If you have asthma, allergies, or chemical sensitivities, you know all too well how perfume, lotions, candles, air fresheners, and other scented things can cause weeks of illness. I have two children with asthma and allergies, and we have run into this issue more times than I can count. Sometimes the kids escape with a runny nose or headache. Other times, these scent-bomb encounters cause aggravation within their lungs that triggers asthma attacks and inflammation that can last for days. This is especially an issue if they are already dealing with additional triggers, such as a high pollen count day.
My kids aren’t alone in their reaction to chemicals and scented products. The Invisible Disabilities Association estimates that 38 percent of Americans have had an adverse reaction to a perfumed product and 72 percent of asthmatics have had their asthma triggered by scented products. With an estimated 80 million Americans with allergies or asthma in the United States, this is a huge health issue.
Both my girls have 504 plans at school due to their medical conditions, noting that they are sensitive to scents including perfume or potpourri. Despite this, we have had several experiences with other children making them sick (pre-teen boys do love their Axe Body Spray). After the most recent incident, the teachers talked with all the students about how important it is to keep the school a “scent-free zone.”
Remember: Clean air doesn’t have a scent
But what does a “scent-free zone” mean, exactly? According to the Cleaner Indoor Air Campaign, a program developed in conjunction with the Invisible Disabilities Association, it involves more than just removing perfume. Laundry soaps, cigarette smoke, diesel exhaust, pesticides, cleaning agents, candles, potpourri, air fresheners, perfume, scented lotions, and body powders all must be addressed to avoid triggering reactions among people who are “scent-sitive.” Removing these items, adding an air purifier to enclosed spaces, and using alternative scent-free and low-chemical products is essential to having clean, healthy air.
One organization working to develop a true “scent-free zone” is the Lake Washington Christian Church in Kirkland, Washington. The church piqued my interest because my girls also tend to have issues at our church. A lot of people like to dress up for church, and for many that means using a nice lotion or perfume. Sadly, this leaves scent-sensitive people with hard choices: Risk getting sick, leave early, or don’t attend church at all.
To reach the goal of being a completely “scent sensitive community,” Lake Washington Christian Church requested that parishioners not use perfume, cologne, after-shave, scented lotion, and body powder inside their building. They added an air filter to the sanctuary, moved to all natural unscented products, and provided designated seating for people with chemical or fragrance sensitivities. They also do not have air fresheners and potpourri in the bathrooms.

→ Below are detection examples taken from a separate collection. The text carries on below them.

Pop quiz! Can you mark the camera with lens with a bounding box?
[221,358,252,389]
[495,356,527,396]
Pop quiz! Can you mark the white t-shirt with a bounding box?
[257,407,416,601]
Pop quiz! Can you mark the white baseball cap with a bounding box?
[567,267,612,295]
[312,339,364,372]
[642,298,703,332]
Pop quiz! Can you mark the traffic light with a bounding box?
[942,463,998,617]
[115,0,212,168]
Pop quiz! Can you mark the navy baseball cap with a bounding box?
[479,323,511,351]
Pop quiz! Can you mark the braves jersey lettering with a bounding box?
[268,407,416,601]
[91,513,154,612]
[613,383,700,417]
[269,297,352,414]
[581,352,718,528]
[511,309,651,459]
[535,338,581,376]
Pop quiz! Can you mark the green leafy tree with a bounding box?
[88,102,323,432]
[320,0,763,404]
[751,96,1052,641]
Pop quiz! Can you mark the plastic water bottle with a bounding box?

Church-goers have noticed the difference: On the church’s website, a parishioner named Linda said, “It’s so nice to be able to participate in church activities without feeling sick for several days.”
It’s not easy to create these scent-free zones or recondition people not to wear perfume, but it can make all the difference to millions of Americans who can be made ill by these products. For more information on how to implement one of these programs, check out the Cleaner Indoor Air Campaign specific to your location.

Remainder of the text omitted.